女性芸人について前回書いたのは7月のことだったか。

月日が経つのは早い。
上の記事で書いたことを踏まえつつ(?)THE W 2022を観て感じたことを書こうと思う。

審査員と大会サポーター

やっぱりこれは思いますよね…
自分は性別は男性ですし、いわゆる「男性的な笑い」が大好きですが、この大会に限っては「男性的な笑いのルールに基づいて女性芸人No.1を決める」になっちゃうのは微妙。
むしろ男性視聴者が「何か普段見てきたお笑いと違ったな」と感じるぐらいがちょうどいいんじゃないかなと。
(男性・女性のステレオタイプの括りが大きすぎるというのはありますが、そもそも男性芸人・女性芸人という問いの立て方からして必然的にそうなってしまうのでご容赦を)

そういう意味で審査員の中に女性が友近だけというのはどうなんだろうか。
去年の顔ぶれから久本雅美とハイヒール・リンゴが去り、男性2人を補充。
純減はうーん…
(リンゴ姉さんは勇退ではなくて今年6月に旦那さんが急逝されたばかりという事情もあるのかも)
とはいえ「じゃあ誰か適任いますか?」と聞かれると確かに難しい…
しかも仮に候補がいたとして、叩かれるリスクがやたら高いことが不可避な仕事を引き受けてくれるのかという。

ちなみに新たに審査員となったのはドランクドラゴン塚地とマヂカルラブリー野田。
実は塚地というカードは案外悪くないと思っていて、長らく「なぜか女性が上から目線でアリとか大丈夫とか言ってくる」というモテないキャラで来ているので「男性が女性を審査する」という構図に見えづらい(塚地自身が緩和効果を持っている)

逆に野田クリスタルは男の笑いを突き進んでいるような人なので(村上ガールズという謎の女性集団を結成している相方に比べれば非常に真面目な性格なのですがw)少し心配していたのだが、序盤で「野田の1票で勝敗が決まる」風の演出を食らったことで“禊”になった感じw
(念のため書くと野田はもちろん何も悪いことはしていなくて、初審査の序盤でいきなり大変な目に遭ったことで見る側の視点が幾分優しくなったという意味です。

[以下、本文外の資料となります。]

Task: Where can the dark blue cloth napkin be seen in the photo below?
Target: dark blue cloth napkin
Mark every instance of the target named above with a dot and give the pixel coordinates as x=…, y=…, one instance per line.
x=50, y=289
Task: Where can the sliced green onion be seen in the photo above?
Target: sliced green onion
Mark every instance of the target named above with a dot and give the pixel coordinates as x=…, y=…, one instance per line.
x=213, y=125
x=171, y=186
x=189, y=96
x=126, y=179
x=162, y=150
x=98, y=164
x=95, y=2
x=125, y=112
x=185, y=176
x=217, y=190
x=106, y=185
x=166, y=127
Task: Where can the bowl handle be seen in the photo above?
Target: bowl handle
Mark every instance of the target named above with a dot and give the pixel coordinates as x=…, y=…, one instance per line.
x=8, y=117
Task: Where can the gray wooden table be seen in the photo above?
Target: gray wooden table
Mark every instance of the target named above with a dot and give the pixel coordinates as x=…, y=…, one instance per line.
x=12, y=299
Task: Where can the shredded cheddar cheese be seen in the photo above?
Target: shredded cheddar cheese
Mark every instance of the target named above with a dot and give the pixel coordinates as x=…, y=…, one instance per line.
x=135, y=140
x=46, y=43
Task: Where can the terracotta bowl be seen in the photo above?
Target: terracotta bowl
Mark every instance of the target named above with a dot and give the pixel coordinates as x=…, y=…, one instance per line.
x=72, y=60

審査コメントも丁寧だったと思いますし)

あと大会サポーターは鬼越トマホーク、ニューヨーク、さらば森田って審査員以上に男の笑い感がエグかったw
個々の芸人は自分も大好きですが、この大会のサポーターとしてもどうなんだ?w
あそこは坂道グループのメンバーとか呼べなかったんだろうか?
(もちろん「とりあえず女の子入れときゃいいんでしょ?」的な発想で見た目上の女性人数を増やしても本質的ではないのですが、とはいえその上辺の取り繕いすらも出来てなくて男性で固めちゃアレだろうと)

このミニコントは面白かったですw

審査方式とスコア7-0連発の件

THE W独特の審査方式である勝ち抜け。
この方法の問題点というか難しいところは「敗退した方に入れていた人が基準を組み直さなければいけない」ということ。
例えばAとBの対決で勝ち抜いたのはAだけど自身はBに投票していた場合、次のAとCの対決ではBのことは忘れた上でさっきBより下と判断したAとCを比べなければいけない。
ただ、今年は例年以上に7-0連発だったので最初の対決でTEAM BANANAに入れた3名にしかこの問題は起きなかった。

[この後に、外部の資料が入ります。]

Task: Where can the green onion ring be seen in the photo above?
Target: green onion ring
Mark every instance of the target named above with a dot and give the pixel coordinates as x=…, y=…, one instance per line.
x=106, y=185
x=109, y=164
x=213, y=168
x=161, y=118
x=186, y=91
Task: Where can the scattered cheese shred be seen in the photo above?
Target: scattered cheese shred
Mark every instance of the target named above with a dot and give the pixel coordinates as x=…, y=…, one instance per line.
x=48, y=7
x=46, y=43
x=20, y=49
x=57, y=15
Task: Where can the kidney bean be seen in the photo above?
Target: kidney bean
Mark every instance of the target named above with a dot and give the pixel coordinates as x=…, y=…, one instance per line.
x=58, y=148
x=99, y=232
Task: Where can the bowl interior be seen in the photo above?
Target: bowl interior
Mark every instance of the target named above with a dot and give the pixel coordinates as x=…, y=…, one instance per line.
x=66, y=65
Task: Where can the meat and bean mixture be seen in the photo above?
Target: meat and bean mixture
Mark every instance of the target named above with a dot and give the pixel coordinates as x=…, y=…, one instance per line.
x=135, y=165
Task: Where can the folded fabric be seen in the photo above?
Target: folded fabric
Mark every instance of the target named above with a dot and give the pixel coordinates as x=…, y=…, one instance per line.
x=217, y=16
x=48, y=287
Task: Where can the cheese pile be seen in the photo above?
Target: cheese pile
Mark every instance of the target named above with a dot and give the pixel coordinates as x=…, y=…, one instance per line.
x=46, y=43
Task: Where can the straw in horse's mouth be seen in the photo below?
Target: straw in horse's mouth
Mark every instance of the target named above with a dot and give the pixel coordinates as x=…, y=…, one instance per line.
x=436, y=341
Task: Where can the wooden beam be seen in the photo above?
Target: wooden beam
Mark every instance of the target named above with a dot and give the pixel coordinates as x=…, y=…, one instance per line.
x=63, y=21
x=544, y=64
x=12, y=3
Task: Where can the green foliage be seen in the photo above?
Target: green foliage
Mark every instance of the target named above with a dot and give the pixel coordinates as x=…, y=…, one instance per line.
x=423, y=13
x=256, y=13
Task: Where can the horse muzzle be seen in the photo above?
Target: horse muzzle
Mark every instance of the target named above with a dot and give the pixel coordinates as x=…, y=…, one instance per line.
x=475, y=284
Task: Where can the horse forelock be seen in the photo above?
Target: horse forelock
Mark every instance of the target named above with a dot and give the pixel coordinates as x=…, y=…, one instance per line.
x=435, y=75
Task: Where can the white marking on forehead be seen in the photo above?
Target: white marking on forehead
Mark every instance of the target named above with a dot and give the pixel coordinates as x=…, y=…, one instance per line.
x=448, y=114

ちなみに毎年なぜか少数派になっているアンガールズ田中(MBSラジオの『アッパレやってまーす!』ではそんな田中をイジって「みんなは◯◯だけど田中の蝶だけ△△でした」というメールを募集するコーナーまであるw)は今年もしっかりTEAM BANANAとAマッソに入れていて思わず笑ってしまったw

この7-0連発は審査コメントにも影響。
そもそもTHE Wに限らず過去の賞レースで数多くの審査員が炎上してきた審査コメントだが、自分は特にこの大会は男性が女性を講評するというのがマンスプレイニング構図っぽく見えないか心配していた。
(もちろん当人にそういう意図が無かったとしても)
ただ、それも7-0になると必然的に敗者をフォローするコメントが中心になって良くも悪くも平和。

中には「もっと上沼さんみたいな人がほしい」と、M-1グランプリの審査で「嫌い」と辛らつに批判した上沼恵美子のような存在を求める声もあった。

こたつ記事にツッコむのも野暮だが、別に「嫌い」は辛口審査ではないだろうw

ちなみに麒麟・川島は意識的か無意識か要所でボケを挟んでいたような?

ヨネダ2000が2番手で最悪でした。
タメ口は周りが我慢してるだけっていうのを森泉さんに見てほしい。

何かしらの危機察知能力が働いたのか単に番組を盛り上げようとしただけかw
逆にアンガールズ田中とドランクドラゴン塚地は言葉を重ねながら何とか伝わるように説明している様子だった。

M-1決勝とのスケジューリング

THE W決勝の翌週に予定されているのが名実ともに日本一のお笑い賞レースであるM-1グランプリ決勝。
そうなると、審査員の立場で考えると漫才でこの大会を勝たせるの難しいよなぁ。
「THE Wで優勝したあの漫才師ってM-1は準決勝にも進出してないんだって」となると大会の格にも響くし。
漫才師は損な役回りな気がする。

まさに今年の決勝に残っていたヨネダ2000は来週のM-1決勝にも残っている。
披露したネタはコント2本で漫才は“温存”

これはあくまで「妄想」で、本当に実現した場合は何かグロテスクで残酷なものが露呈する可能性もあるので結果はこれで良かったのだと思う。
THE WとM-1の両方の決勝に残るコンビがいるのは確率的には惑星直列みたいなもので次回がいつになるのかは分からないが…

と昨晩はそう思って寝たのだが、翌日こんなニュースが飛び込んできた。

審査員・山田邦子はTHE Wが使えないカードである。

恐らくは不幸な連絡の行き違いがあったのでしょうが、この経緯を踏まえるとTHE Wの審査員に山田邦子はあり得ないと考えられる。

順当に考えれば女性漫才師の代表格であるハイヒール・やすともに断られたのかなぁと思うわけですが(さすがにM-1の会議で名前が挙がらなかったはずはないだろう)そこでTHE Wが使えないカードを切ってくるのは興味深い。
まぁ審査員適性とは全く別の観点だが。

ただ、そうなるとヨネダ2000がTHE W現役王者としてM-1決勝に乗り込んできて山田邦子に審査されるという更なる惑星直列を見てみたかったという気はしてしまう。